This article was first published by Estates Gazette on 8 April 2026 (here).


As buildings become smarter, they are also becoming more vulnerable. Connected entry systems, remote monitoring, smart HVAC and AI-driven controls are now commonplace across commercial and infrastructure projects. These technologies bring efficiency and insight, but they also expose buildings to new forms of disruption – not only from cyber-attacks, but from operational failures across the supply chain. 

The proposed Cyber Security and Resilience Bill (CSRB) will increase the obligations on those who fail to secure infrastructure facilities. This article considers the flow down impact on building owners, developers and the construction industry.

NIS Regulations

The UK's Network and Information Security Regulations ("NIS Regulations") already require providers of critical national infrastructure (like power, water, and transport) to maintain "appropriate technical and organisational measures" to protect the IT systems that underpin essential services. What is often overlooked is that these obligations go far beyond cyber security and preventing hacking.
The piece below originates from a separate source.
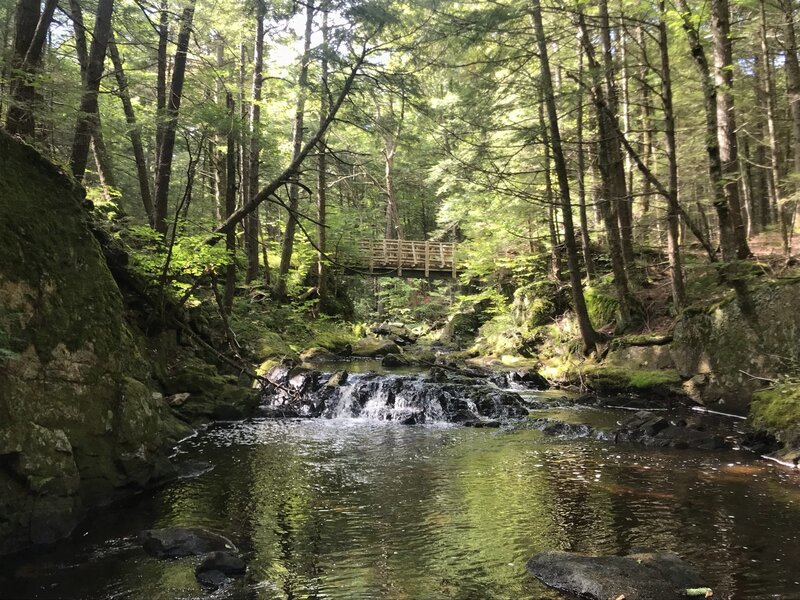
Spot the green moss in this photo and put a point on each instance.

They expand to operational resilience against a wide range of events that could disrupt IT systems, such as fire, flooding, extreme weather, power outages, telecoms failures, staff shortages, and even vandalism. 

That distinction matters for the construction industry, because the UK government is now preparing to strengthen and expand this regime through the proposed Cyber Security and Resilience Bill (CSRB). While the bill is primarily framed as cyber legislation, its practical impact will be felt far beyond IT teams – and in some cases, far beyond the infrastructure operators it directly regulates.

Supply chains under the spotlight

A critical part of the NIS framework is supply chain resilience. If a critical IT system depends on a third-party data centre, IT vendor or service provider, the failure of that supplier can disrupt essential services, just as surely as a cyber-attack. Recent incidents have made that risk tangible. A cyber-attack on Advanced Software, a healthcare software supplier, led to widespread disruption on NHS services, including NHS 111, and resulted in a £3 million fine by the ICO for security failures [1]. The lesson was clear: resilience is only as strong as the weakest link in the supply chain.

The CSRB is designed to respond to that risk. It will increase potential fines to up to 4% of global turnover (from the current maximum of £17m), expand the list of regulated entities to include electricity load controllers, data centres and managed IT service providers, and ,crucially, give regulators new powers to designate critical suppliers to infrastructure providers and apply NIS Regulations to them directly. This extends beyond IT services – the supplier of any goods or services that are essential to the operation of critical infrastructure IT systems may be caught. For construction companies, developers and building owners, this is where the legislation starts to bite.

Smart buildings, real-world consequences

As buildings incorporate more connected systems, the boundary between a building and the IT systems within it is becoming blurred. Cyber-attacks are no longer limited to data theft; they can cause physical disruption. Attacks on access controls, remote building monitoring systems, or HVAC services can render a building unusable, with immediate commercial consequences. Sometimes the most innocuous connected system can be a risk. In 2017, a vulnerability in a smart thermostat in a fishtank was used to hack into a Las Vegas casino and extract a high-roller database.

As more building systems are connected, similar weaknesses can be introduced during design, installation or commissioning. Infrastructure suppliers, conscious of their regulatory exposure, are likely to insist that building technologies meet their cyber and operational resilience standards. Those requirements will increasingly be flowed down through contracts – from building owners to developers, property managers and construction contractors.

What construction companies should be thinking about now

For many in the construction sector, the CSRB will not create new risks so much as expose existing ones. Questions that were once treated as technical detail are becoming matters of regulatory and contractual responsibility.

At the design and procurement stages, depending on the nature of the project or relevant technologies being incorporated into it, contracts could clearly allocate responsibility for selecting smart technologies and verifying their security and resilience. Installation is equally a critical time to be vigilant. Many cyber-attacks occur during system upgrades or integration, when normal security controls are temporarily weakened to connect new services.

For construction companies that are major suppliers to infrastructure providers, there is a further issue to consider: could your goods or services be regarded as essential to the operation of a critical infrastructure IT system? That risk increases where a supplier is hard to replace, provides a sole or primary service, or where failure would cause immediate disruption. Those factors may become relevant if regulators begin designating critical suppliers under the new regime.

A shift that should not be ignored

To date, enforcement under the NIS Regulations has been relatively restrained. That is expected to change. The CSRB reflects a broader shift towards tougher regulatory action across cyber and operational resilience, driven by growing concern about the disruption of essential services.

For construction companies involved in smart buildings or infrastructure projects, this is not a distant compliance issue. It is a signal that resilience, security and continuity are becoming core commercial considerations, not optional extras.

Cyber law is no longer confined to data centres and server rooms. Increasingly, it is shaping how buildings are designed, built and operated.


Footnotes:

[1] Although this penalty was under the General Data Protection Regulation, the security obligation is similar to that found in the NIS Regulations, with the two regimes designed to work alongside each other.

This article is for general information only and reflects the position at the date of publication. It does not constitute legal advice.